Skrewdriver were and still are the most notorious white power “skinhead” band. Its front man, Ian Stuart Donaldson, formed Blood & Honour in 1987 with the aim of promoting neo-Nazi concerts. Killed in a car crash in 1993, Donaldson is revered to this day by boneheads around the world.
Although it varied from country to country and city to city, many remember the 1980s as a time when boneheads regularly caused trouble at shows, with the threat of violence ever present.
Most bands associated with the Oi! and skinhead scene continued to reject far right politics throughout the decade, and many fiercely opposed them.

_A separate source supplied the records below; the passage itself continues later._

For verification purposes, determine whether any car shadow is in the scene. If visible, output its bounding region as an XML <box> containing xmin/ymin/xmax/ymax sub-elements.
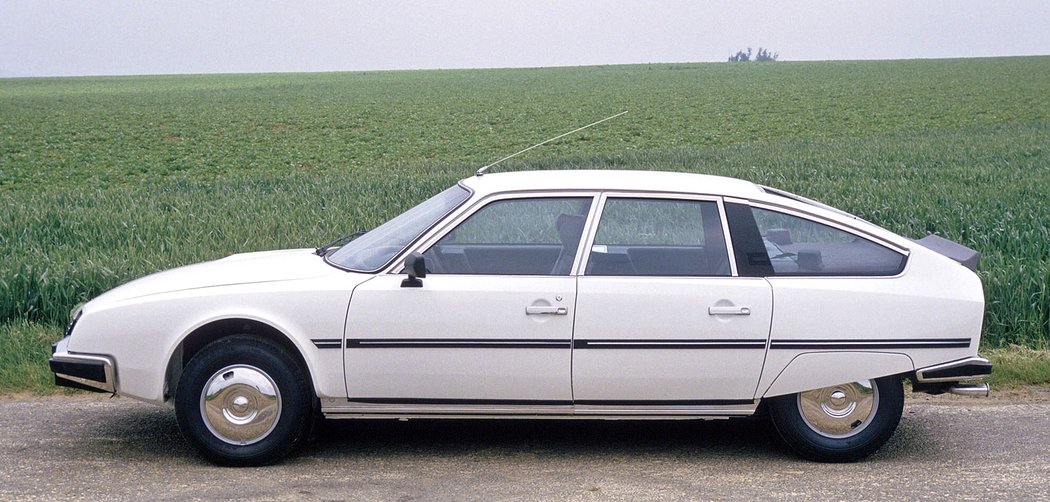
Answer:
<box><xmin>84</xmin><ymin>405</ymin><xmax>941</xmax><ymax>463</ymax></box>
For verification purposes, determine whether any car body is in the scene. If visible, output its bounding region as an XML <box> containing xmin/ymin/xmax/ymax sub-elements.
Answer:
<box><xmin>50</xmin><ymin>171</ymin><xmax>991</xmax><ymax>464</ymax></box>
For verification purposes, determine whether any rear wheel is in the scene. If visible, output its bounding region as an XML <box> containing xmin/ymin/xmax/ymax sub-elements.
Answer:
<box><xmin>769</xmin><ymin>376</ymin><xmax>904</xmax><ymax>462</ymax></box>
<box><xmin>175</xmin><ymin>336</ymin><xmax>314</xmax><ymax>465</ymax></box>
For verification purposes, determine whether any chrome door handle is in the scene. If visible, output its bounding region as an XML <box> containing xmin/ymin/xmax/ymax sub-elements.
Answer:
<box><xmin>708</xmin><ymin>307</ymin><xmax>751</xmax><ymax>315</ymax></box>
<box><xmin>525</xmin><ymin>306</ymin><xmax>569</xmax><ymax>315</ymax></box>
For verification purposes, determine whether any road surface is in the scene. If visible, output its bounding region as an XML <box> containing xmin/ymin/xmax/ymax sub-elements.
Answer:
<box><xmin>0</xmin><ymin>389</ymin><xmax>1050</xmax><ymax>501</ymax></box>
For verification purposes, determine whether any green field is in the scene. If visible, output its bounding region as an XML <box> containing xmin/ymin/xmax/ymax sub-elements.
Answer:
<box><xmin>0</xmin><ymin>57</ymin><xmax>1050</xmax><ymax>392</ymax></box>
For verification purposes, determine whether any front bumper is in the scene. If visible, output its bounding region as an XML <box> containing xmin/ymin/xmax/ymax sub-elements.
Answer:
<box><xmin>47</xmin><ymin>336</ymin><xmax>117</xmax><ymax>393</ymax></box>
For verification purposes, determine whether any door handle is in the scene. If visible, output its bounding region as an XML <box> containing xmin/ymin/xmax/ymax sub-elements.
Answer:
<box><xmin>708</xmin><ymin>307</ymin><xmax>751</xmax><ymax>315</ymax></box>
<box><xmin>525</xmin><ymin>306</ymin><xmax>569</xmax><ymax>315</ymax></box>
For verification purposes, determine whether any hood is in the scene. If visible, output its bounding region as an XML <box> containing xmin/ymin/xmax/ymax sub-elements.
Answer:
<box><xmin>89</xmin><ymin>249</ymin><xmax>345</xmax><ymax>301</ymax></box>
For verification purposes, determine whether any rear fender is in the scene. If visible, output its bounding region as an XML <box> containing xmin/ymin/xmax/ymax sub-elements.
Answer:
<box><xmin>761</xmin><ymin>352</ymin><xmax>915</xmax><ymax>398</ymax></box>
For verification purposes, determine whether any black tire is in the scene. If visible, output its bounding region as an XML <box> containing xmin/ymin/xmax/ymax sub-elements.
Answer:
<box><xmin>768</xmin><ymin>376</ymin><xmax>904</xmax><ymax>462</ymax></box>
<box><xmin>175</xmin><ymin>335</ymin><xmax>317</xmax><ymax>466</ymax></box>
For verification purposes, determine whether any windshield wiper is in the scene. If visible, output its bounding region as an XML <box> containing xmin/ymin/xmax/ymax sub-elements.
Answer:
<box><xmin>314</xmin><ymin>230</ymin><xmax>368</xmax><ymax>256</ymax></box>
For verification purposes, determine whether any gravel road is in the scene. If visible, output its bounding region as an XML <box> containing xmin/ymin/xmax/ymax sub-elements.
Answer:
<box><xmin>0</xmin><ymin>389</ymin><xmax>1050</xmax><ymax>501</ymax></box>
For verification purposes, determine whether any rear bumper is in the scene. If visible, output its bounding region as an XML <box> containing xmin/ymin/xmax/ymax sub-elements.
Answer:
<box><xmin>47</xmin><ymin>336</ymin><xmax>117</xmax><ymax>393</ymax></box>
<box><xmin>916</xmin><ymin>356</ymin><xmax>991</xmax><ymax>383</ymax></box>
<box><xmin>911</xmin><ymin>356</ymin><xmax>991</xmax><ymax>397</ymax></box>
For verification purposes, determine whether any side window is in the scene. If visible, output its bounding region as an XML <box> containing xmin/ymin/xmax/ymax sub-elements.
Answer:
<box><xmin>423</xmin><ymin>197</ymin><xmax>591</xmax><ymax>275</ymax></box>
<box><xmin>752</xmin><ymin>208</ymin><xmax>905</xmax><ymax>275</ymax></box>
<box><xmin>586</xmin><ymin>198</ymin><xmax>730</xmax><ymax>276</ymax></box>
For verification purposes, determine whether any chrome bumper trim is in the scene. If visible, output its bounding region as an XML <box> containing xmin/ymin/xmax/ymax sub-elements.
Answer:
<box><xmin>916</xmin><ymin>356</ymin><xmax>991</xmax><ymax>383</ymax></box>
<box><xmin>948</xmin><ymin>383</ymin><xmax>991</xmax><ymax>397</ymax></box>
<box><xmin>48</xmin><ymin>336</ymin><xmax>117</xmax><ymax>393</ymax></box>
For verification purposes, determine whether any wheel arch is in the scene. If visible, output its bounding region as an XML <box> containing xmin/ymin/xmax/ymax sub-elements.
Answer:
<box><xmin>164</xmin><ymin>316</ymin><xmax>317</xmax><ymax>401</ymax></box>
<box><xmin>761</xmin><ymin>351</ymin><xmax>915</xmax><ymax>398</ymax></box>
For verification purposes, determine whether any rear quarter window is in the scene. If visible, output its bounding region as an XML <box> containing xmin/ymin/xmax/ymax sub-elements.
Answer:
<box><xmin>752</xmin><ymin>207</ymin><xmax>906</xmax><ymax>276</ymax></box>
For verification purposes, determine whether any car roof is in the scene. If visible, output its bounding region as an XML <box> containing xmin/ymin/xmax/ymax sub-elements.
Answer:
<box><xmin>460</xmin><ymin>169</ymin><xmax>910</xmax><ymax>250</ymax></box>
<box><xmin>462</xmin><ymin>170</ymin><xmax>763</xmax><ymax>198</ymax></box>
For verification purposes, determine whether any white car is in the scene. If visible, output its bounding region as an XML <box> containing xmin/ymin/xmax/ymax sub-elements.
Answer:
<box><xmin>50</xmin><ymin>171</ymin><xmax>991</xmax><ymax>465</ymax></box>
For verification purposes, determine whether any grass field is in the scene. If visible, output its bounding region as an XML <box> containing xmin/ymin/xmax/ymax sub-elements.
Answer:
<box><xmin>0</xmin><ymin>57</ymin><xmax>1050</xmax><ymax>391</ymax></box>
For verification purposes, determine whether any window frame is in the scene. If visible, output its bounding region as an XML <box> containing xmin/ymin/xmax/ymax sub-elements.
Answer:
<box><xmin>733</xmin><ymin>201</ymin><xmax>911</xmax><ymax>279</ymax></box>
<box><xmin>386</xmin><ymin>190</ymin><xmax>600</xmax><ymax>277</ymax></box>
<box><xmin>572</xmin><ymin>191</ymin><xmax>737</xmax><ymax>279</ymax></box>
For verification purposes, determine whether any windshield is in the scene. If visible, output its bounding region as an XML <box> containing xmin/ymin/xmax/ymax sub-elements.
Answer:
<box><xmin>326</xmin><ymin>185</ymin><xmax>470</xmax><ymax>272</ymax></box>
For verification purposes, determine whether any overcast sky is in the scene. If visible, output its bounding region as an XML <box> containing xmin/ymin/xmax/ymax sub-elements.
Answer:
<box><xmin>0</xmin><ymin>0</ymin><xmax>1050</xmax><ymax>77</ymax></box>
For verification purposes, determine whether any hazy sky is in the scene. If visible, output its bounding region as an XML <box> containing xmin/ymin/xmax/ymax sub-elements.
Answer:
<box><xmin>0</xmin><ymin>0</ymin><xmax>1050</xmax><ymax>77</ymax></box>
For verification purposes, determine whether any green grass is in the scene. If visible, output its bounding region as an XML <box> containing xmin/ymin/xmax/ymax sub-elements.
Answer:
<box><xmin>0</xmin><ymin>58</ymin><xmax>1050</xmax><ymax>391</ymax></box>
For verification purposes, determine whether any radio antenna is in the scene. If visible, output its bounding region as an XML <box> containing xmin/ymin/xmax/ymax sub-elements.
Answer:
<box><xmin>474</xmin><ymin>110</ymin><xmax>630</xmax><ymax>176</ymax></box>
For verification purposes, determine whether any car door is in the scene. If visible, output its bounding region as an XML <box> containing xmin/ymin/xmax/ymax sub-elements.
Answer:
<box><xmin>572</xmin><ymin>194</ymin><xmax>773</xmax><ymax>410</ymax></box>
<box><xmin>344</xmin><ymin>195</ymin><xmax>593</xmax><ymax>406</ymax></box>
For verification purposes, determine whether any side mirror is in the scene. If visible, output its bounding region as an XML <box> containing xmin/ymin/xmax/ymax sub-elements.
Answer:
<box><xmin>401</xmin><ymin>252</ymin><xmax>426</xmax><ymax>288</ymax></box>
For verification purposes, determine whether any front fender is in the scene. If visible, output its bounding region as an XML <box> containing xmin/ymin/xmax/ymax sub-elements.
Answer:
<box><xmin>761</xmin><ymin>352</ymin><xmax>915</xmax><ymax>398</ymax></box>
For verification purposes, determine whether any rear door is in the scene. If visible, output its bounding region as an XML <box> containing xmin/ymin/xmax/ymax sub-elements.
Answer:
<box><xmin>572</xmin><ymin>194</ymin><xmax>773</xmax><ymax>406</ymax></box>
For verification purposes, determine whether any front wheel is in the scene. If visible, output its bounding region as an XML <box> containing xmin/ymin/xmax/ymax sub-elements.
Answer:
<box><xmin>175</xmin><ymin>336</ymin><xmax>314</xmax><ymax>465</ymax></box>
<box><xmin>769</xmin><ymin>376</ymin><xmax>904</xmax><ymax>462</ymax></box>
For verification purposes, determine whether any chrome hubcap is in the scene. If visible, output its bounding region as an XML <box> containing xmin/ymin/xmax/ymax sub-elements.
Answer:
<box><xmin>798</xmin><ymin>380</ymin><xmax>879</xmax><ymax>438</ymax></box>
<box><xmin>201</xmin><ymin>364</ymin><xmax>280</xmax><ymax>445</ymax></box>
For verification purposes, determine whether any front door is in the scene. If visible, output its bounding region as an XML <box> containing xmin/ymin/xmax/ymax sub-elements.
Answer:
<box><xmin>344</xmin><ymin>196</ymin><xmax>591</xmax><ymax>406</ymax></box>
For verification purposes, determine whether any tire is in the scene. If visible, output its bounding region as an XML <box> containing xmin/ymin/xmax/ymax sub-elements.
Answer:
<box><xmin>769</xmin><ymin>376</ymin><xmax>904</xmax><ymax>462</ymax></box>
<box><xmin>175</xmin><ymin>336</ymin><xmax>317</xmax><ymax>466</ymax></box>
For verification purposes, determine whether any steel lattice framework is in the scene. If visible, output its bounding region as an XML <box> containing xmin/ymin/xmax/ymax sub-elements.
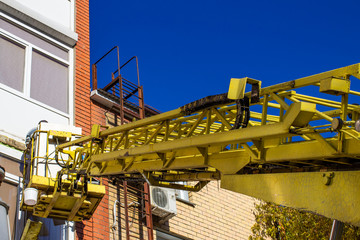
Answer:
<box><xmin>23</xmin><ymin>64</ymin><xmax>360</xmax><ymax>226</ymax></box>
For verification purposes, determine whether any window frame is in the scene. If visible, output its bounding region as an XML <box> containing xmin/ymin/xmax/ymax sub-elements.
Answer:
<box><xmin>0</xmin><ymin>12</ymin><xmax>75</xmax><ymax>125</ymax></box>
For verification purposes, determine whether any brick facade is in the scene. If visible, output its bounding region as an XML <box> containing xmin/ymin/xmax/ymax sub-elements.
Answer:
<box><xmin>75</xmin><ymin>0</ymin><xmax>109</xmax><ymax>240</ymax></box>
<box><xmin>75</xmin><ymin>0</ymin><xmax>254</xmax><ymax>240</ymax></box>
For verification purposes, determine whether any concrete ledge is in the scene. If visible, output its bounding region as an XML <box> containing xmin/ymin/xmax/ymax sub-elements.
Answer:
<box><xmin>0</xmin><ymin>0</ymin><xmax>78</xmax><ymax>47</ymax></box>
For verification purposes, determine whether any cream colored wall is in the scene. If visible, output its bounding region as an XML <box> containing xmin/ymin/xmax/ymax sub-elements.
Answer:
<box><xmin>164</xmin><ymin>182</ymin><xmax>255</xmax><ymax>240</ymax></box>
<box><xmin>109</xmin><ymin>182</ymin><xmax>256</xmax><ymax>240</ymax></box>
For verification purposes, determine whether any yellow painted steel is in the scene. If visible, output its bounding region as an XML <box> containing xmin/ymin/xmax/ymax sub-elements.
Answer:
<box><xmin>23</xmin><ymin>64</ymin><xmax>360</xmax><ymax>225</ymax></box>
<box><xmin>20</xmin><ymin>219</ymin><xmax>42</xmax><ymax>240</ymax></box>
<box><xmin>221</xmin><ymin>171</ymin><xmax>360</xmax><ymax>226</ymax></box>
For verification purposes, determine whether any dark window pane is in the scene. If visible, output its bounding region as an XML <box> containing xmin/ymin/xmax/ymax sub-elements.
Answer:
<box><xmin>30</xmin><ymin>51</ymin><xmax>69</xmax><ymax>112</ymax></box>
<box><xmin>0</xmin><ymin>35</ymin><xmax>25</xmax><ymax>92</ymax></box>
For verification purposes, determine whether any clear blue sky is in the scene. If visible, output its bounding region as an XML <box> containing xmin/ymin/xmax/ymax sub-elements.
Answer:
<box><xmin>90</xmin><ymin>0</ymin><xmax>360</xmax><ymax>111</ymax></box>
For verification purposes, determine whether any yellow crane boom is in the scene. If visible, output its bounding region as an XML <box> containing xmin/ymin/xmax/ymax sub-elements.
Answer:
<box><xmin>21</xmin><ymin>64</ymin><xmax>360</xmax><ymax>226</ymax></box>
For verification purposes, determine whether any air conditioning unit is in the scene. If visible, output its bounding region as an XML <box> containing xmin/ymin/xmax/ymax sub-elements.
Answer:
<box><xmin>150</xmin><ymin>186</ymin><xmax>176</xmax><ymax>219</ymax></box>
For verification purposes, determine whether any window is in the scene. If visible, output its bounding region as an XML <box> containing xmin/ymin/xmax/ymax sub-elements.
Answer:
<box><xmin>0</xmin><ymin>30</ymin><xmax>70</xmax><ymax>113</ymax></box>
<box><xmin>156</xmin><ymin>231</ymin><xmax>185</xmax><ymax>240</ymax></box>
<box><xmin>30</xmin><ymin>50</ymin><xmax>69</xmax><ymax>112</ymax></box>
<box><xmin>0</xmin><ymin>35</ymin><xmax>25</xmax><ymax>92</ymax></box>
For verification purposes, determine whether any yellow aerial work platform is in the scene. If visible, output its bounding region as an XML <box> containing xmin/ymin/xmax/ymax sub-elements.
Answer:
<box><xmin>21</xmin><ymin>64</ymin><xmax>360</xmax><ymax>226</ymax></box>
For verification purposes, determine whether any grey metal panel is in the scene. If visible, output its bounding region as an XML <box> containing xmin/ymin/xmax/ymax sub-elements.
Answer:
<box><xmin>0</xmin><ymin>17</ymin><xmax>69</xmax><ymax>61</ymax></box>
<box><xmin>30</xmin><ymin>51</ymin><xmax>69</xmax><ymax>113</ymax></box>
<box><xmin>0</xmin><ymin>35</ymin><xmax>25</xmax><ymax>92</ymax></box>
<box><xmin>0</xmin><ymin>0</ymin><xmax>78</xmax><ymax>47</ymax></box>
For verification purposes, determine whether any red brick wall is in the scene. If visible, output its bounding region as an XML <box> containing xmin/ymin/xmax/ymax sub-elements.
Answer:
<box><xmin>75</xmin><ymin>0</ymin><xmax>110</xmax><ymax>240</ymax></box>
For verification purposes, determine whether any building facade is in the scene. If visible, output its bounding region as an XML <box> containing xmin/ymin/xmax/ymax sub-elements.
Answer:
<box><xmin>0</xmin><ymin>0</ymin><xmax>85</xmax><ymax>239</ymax></box>
<box><xmin>0</xmin><ymin>0</ymin><xmax>254</xmax><ymax>240</ymax></box>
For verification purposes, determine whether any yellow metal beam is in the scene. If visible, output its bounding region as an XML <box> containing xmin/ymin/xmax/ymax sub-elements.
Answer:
<box><xmin>221</xmin><ymin>171</ymin><xmax>360</xmax><ymax>226</ymax></box>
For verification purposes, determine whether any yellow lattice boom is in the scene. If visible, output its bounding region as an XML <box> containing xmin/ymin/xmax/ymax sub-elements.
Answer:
<box><xmin>23</xmin><ymin>64</ymin><xmax>360</xmax><ymax>226</ymax></box>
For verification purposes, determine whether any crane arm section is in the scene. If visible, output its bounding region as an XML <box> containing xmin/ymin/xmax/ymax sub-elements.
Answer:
<box><xmin>23</xmin><ymin>64</ymin><xmax>360</xmax><ymax>226</ymax></box>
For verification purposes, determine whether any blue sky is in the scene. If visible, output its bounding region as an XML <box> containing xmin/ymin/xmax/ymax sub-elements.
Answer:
<box><xmin>90</xmin><ymin>0</ymin><xmax>360</xmax><ymax>111</ymax></box>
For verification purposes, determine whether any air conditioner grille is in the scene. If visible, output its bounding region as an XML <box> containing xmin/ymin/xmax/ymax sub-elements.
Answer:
<box><xmin>151</xmin><ymin>188</ymin><xmax>168</xmax><ymax>208</ymax></box>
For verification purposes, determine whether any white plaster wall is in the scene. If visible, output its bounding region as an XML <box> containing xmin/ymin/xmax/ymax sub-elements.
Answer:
<box><xmin>0</xmin><ymin>88</ymin><xmax>70</xmax><ymax>139</ymax></box>
<box><xmin>16</xmin><ymin>0</ymin><xmax>74</xmax><ymax>30</ymax></box>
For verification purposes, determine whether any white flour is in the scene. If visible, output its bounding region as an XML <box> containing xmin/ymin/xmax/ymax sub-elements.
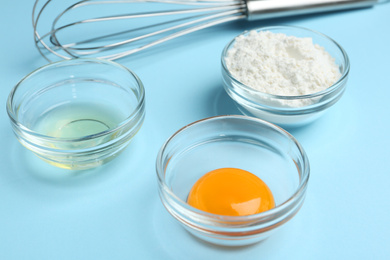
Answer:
<box><xmin>225</xmin><ymin>31</ymin><xmax>341</xmax><ymax>106</ymax></box>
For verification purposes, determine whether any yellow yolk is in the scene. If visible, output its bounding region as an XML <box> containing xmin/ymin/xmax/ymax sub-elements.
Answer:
<box><xmin>187</xmin><ymin>168</ymin><xmax>275</xmax><ymax>216</ymax></box>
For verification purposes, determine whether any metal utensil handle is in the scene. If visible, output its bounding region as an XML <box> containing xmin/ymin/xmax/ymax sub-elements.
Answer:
<box><xmin>246</xmin><ymin>0</ymin><xmax>380</xmax><ymax>20</ymax></box>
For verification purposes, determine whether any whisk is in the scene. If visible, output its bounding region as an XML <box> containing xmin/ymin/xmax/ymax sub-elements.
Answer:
<box><xmin>32</xmin><ymin>0</ymin><xmax>388</xmax><ymax>61</ymax></box>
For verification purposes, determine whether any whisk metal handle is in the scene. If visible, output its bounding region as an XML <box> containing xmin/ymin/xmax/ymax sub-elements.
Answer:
<box><xmin>246</xmin><ymin>0</ymin><xmax>381</xmax><ymax>21</ymax></box>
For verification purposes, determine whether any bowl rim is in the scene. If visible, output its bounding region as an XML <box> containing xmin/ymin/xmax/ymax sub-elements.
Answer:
<box><xmin>6</xmin><ymin>58</ymin><xmax>145</xmax><ymax>142</ymax></box>
<box><xmin>221</xmin><ymin>25</ymin><xmax>350</xmax><ymax>101</ymax></box>
<box><xmin>156</xmin><ymin>115</ymin><xmax>310</xmax><ymax>223</ymax></box>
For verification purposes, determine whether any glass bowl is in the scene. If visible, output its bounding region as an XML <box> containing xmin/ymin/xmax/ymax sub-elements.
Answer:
<box><xmin>221</xmin><ymin>26</ymin><xmax>350</xmax><ymax>127</ymax></box>
<box><xmin>156</xmin><ymin>115</ymin><xmax>310</xmax><ymax>246</ymax></box>
<box><xmin>7</xmin><ymin>59</ymin><xmax>145</xmax><ymax>170</ymax></box>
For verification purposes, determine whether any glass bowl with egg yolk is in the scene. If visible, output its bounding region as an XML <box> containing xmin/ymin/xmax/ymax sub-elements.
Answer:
<box><xmin>156</xmin><ymin>115</ymin><xmax>310</xmax><ymax>246</ymax></box>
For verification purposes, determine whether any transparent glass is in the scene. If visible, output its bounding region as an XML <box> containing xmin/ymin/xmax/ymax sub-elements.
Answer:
<box><xmin>156</xmin><ymin>116</ymin><xmax>310</xmax><ymax>246</ymax></box>
<box><xmin>221</xmin><ymin>26</ymin><xmax>350</xmax><ymax>127</ymax></box>
<box><xmin>7</xmin><ymin>59</ymin><xmax>145</xmax><ymax>170</ymax></box>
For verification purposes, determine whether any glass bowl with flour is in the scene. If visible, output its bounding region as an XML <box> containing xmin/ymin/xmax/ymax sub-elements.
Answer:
<box><xmin>221</xmin><ymin>26</ymin><xmax>350</xmax><ymax>127</ymax></box>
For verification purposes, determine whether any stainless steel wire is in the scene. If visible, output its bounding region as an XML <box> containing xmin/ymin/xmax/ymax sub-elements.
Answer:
<box><xmin>32</xmin><ymin>0</ymin><xmax>246</xmax><ymax>61</ymax></box>
<box><xmin>32</xmin><ymin>0</ymin><xmax>389</xmax><ymax>61</ymax></box>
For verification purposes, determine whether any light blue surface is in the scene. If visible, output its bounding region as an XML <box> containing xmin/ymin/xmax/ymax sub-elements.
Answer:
<box><xmin>0</xmin><ymin>0</ymin><xmax>390</xmax><ymax>260</ymax></box>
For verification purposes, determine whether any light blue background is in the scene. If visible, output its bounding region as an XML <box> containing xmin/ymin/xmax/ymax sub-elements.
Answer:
<box><xmin>0</xmin><ymin>0</ymin><xmax>390</xmax><ymax>259</ymax></box>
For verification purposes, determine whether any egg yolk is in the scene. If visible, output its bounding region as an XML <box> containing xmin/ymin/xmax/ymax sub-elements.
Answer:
<box><xmin>187</xmin><ymin>168</ymin><xmax>275</xmax><ymax>216</ymax></box>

Bands such as Sham 69, the Angelic Upstarts, The Oppressed and the Cockney Rejects made it clear from the start that they wanted nothing to do with the far right.
Punk poet Garry Johnson, who featured on several Oi! compilations summed it up: “Working class whites have more in common with working class Blacks than with middle class whites”. His poem “Boy About Town” called the fascists “the enemy of the working class”. In other words, it was your class position and not your skin colour that should determine which side you were on.
Despite this, the mainstream press labelled all skinheads and Oi! Bands as fascist, including those that were openly hostile to far right politics. This was used as a slur against both the subculture and the working class it was part of.
The Cockney Rejects in particular copped this treatment even though their policy was that the far right was not welcome at their shows (they had belted the shit out of fascists on more than one occasion).
Indeed, many associated with the scene were explicitly left wing. The Angelic Upstarts espoused socialist politics. The Redskins, which included members of the Socialist Workers Party, played a brand of soul music with lyrics that supported working class struggle. Their album title – Neither Washington Nor Moscow – was the slogan of the SWP during the Cold War.
In response to the boneheads, in 1987 a group of anti-racists in the New York Oi! scene formed Skinheads Against Racial Prejudice (SHARP) to reassert genuine skinhead culture. Bands like The Press, a New York Oi! band, threw their support behind the idea. SHARP skinheads physically fought boneheads to keep them out of shows.
A couple of years later, Roddy Moreno of The Oppressed redesigned the SHARP logo and promoted the concept in the UK. It continued to spread throughout the world in the years that followed.
Today, there is an international network of bands and individuals that embrace the SHARP ethos. Some also identify as RASH (Red and Anarchist Skinheads), a more overtly left wing current that emerged in the 1990s among skinheads wanting to be more explicitly political.
It’s true that “skinheads” with far right politics have to be a part of the skinhead story. But it’s also true that their views do not represent the majority of genuine skinheads, who want nothing to do with such politics. SHARP has played an important role in making boneheads feel unwelcome and reasserting the genuine skinhead tradition. This tradition is above all a working class subculture.
The working class draws its strength from unity and solidarity, not the hatred and racism that the right foments. Those who use our differences to divide and weaken the working class have no place in skinhead subculture. Fuck the boneheads!